For John Cougar Mellencamp, mainstream acceptance proved to be an extended sport. The Indiana singer-songwriter debuted with 1977’s Chestnut Road Incident, however hit information eluded him till the early 80s. Additionally, whereas his earlier materials drew optimistic comparisons with the likes of Bruce Springsteen and Tom Petty, Mellencamp felt he solely actually got here into his personal on his triumphant eighth album, 1985’s Scarecrow.
Admitting as a lot in PR for his 2016 Rock and Roll Corridor of Fame exhibit, he mentioned: “With Scarecrow, I was starting to find my feet as a songwriter. Finally, for the first time, I realized what I thought I wanted to say in song…I wanted it to be more akin to Tennessee Williams, John Steinbeck, William Faulkner, as opposed to The Rolling Stones or Bob Dylan.”
In equity, even previous to Scarecrow, he’d proven indicators of great inventive progress. 1982’s American Idiot featured the Billboard Sizzling 100-topping “Jack & Diane” and the Grammy-winning “Hurts So Good,” whereas the U.S. Prime 10 success of ’83’s Uh-Huh additionally spawned three U.S. hits and gave him sufficient clout so as to add his actual surname (Mellencamp) to the stage title (John Cougar) his first supervisor made him undertake within the mid-70s.

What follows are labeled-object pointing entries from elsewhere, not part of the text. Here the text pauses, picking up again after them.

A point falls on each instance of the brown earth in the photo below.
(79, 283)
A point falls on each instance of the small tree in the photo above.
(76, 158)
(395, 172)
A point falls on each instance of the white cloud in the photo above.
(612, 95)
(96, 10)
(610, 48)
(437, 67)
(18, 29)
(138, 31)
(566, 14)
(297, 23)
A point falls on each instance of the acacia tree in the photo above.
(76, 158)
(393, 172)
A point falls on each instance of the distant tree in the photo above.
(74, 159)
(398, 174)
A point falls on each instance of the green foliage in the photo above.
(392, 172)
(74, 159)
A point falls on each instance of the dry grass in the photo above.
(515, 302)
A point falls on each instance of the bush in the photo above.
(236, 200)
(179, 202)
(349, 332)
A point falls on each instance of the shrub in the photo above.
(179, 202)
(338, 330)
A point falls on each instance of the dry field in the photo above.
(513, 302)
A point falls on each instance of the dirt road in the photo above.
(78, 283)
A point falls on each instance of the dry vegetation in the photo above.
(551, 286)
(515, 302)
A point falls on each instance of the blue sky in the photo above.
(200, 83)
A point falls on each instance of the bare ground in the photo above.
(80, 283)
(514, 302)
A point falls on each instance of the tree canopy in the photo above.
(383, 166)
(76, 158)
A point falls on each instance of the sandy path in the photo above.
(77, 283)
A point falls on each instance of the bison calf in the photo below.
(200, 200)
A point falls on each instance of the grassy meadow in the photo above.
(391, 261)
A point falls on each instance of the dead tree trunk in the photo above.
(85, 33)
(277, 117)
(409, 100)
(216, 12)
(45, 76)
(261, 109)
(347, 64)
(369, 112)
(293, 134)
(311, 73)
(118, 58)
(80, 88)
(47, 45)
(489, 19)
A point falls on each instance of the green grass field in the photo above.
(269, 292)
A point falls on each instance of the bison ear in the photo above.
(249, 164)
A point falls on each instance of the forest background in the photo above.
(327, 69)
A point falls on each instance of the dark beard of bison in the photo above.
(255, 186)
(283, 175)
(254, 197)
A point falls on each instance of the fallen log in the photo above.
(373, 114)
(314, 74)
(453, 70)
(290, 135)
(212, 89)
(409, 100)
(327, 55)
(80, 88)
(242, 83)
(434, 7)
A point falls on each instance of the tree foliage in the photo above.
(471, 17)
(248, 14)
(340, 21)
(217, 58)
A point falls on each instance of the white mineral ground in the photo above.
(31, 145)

Having attracted a sizeable viewers, Mellencamp was decided to ship his finest but with Scarecrow. Recorded at his personal studio in Belmont, Indiana, with help from a decent, well-drilled band and future R.E.M. producer Don Gehman manning the console, the album featured a gritty but radio-friendly assortment of resonant blue-collar rock songs. Its go-to tracks have been arguably its U.S. Prime 10 hits (“Lonely Ol’ Night” and the storming, anthemic “R.O.C.K In The USA”), however Scarecrow additionally had energy in depth. Tracks with socio-political content material corresponding to “The Face Of The Nation” and the Steinbeck-esque “Rain On The Scarecrow” commented on the rise of company enterprise and America’s financial melancholy through the mid-80s, whereas the impassioned “Small Town” discovered Mellencamp espousing his love of his midwestern roots quite than chasing the intense lights of his nation’s greatest cities.
First launched in July 1985, Scarecrow definitely struck a chord with like-minded followers and critics. In one of many document’s many optimistic critiques, Rolling Stone declared that it “brings both Mellencamp’s 60s rock fixation and his fiercely patriotic distrust of big business and big politics into the muck of the modern world with scintillating results,” and his viewers clearly agreed — the album peaked at No. 2 on the Billboard 200 and it secured Mellencamp’s popularity among the many most celebrated singer-songwriters of the last decade.
“I think John really found his voice on this album,” revered music critic Anthony DeCurtis informed Related Press in 2022. “There were signs of it before, like on ‘Jack & Diane’ and ‘Pink Houses,’ but the sense of him looking at the world, taking his personality as someone who grew up in Seymour, Indiana, and making a wider statement about it, that was a big deal for him. It raised him to the level of someone who was an important musical voice in the culture.”